Specializes in Complex pedi to LTC/SA & now a manager.
Peace Corps does have a medical area now. It's fairly new. Global Health Service Partnership | Peace Corps

But a minimum of BSN with three years paid specialty nursing experience. So not yet appropriate for the OP. Interesting though

Specializes in retired LTC.

Mercyships.org

A little late, but this group is running an infomercial now on TV. Staff are volunteers, I think.

Mercyships.org

A little late, but this group is running an infomercial now on TV. Staff are volunteers, I think.

Yes, mercyships.org! I actually was considering it last spring but decided to pursue grad school instead. I spook with a representative at a conference and assignments ranged anywhere from 3-9 months. I've have done two short trips to Kenya and just got back from Guatemala late February.

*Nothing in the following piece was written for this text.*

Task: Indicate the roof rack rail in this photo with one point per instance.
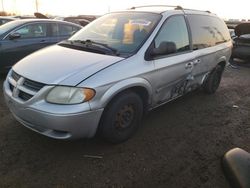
(177, 7)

Specializes in Cardiac PCU.

I am not sure if you would also like to do medical mission trips that are religious, but here the only one that I actually know of. Plus they can help out with loan repayment, match 3% of 401K payments, and accept new grads.

Adventist Mission

Adventist Mission | Current Career Openings

I hope that this helped. Good luck with your search. :)

P.S. Once I become a nurse I want to go on career mission trips around the world with Adventist Mission.

Specializes in OR/PACU/med surg/LTC.

I've been looking into mercy ships. I believe the shortest commitment is 2 months up to years. It is a faith based ship and it requires at least 2 years experience, with surgical or OR experience being an asset.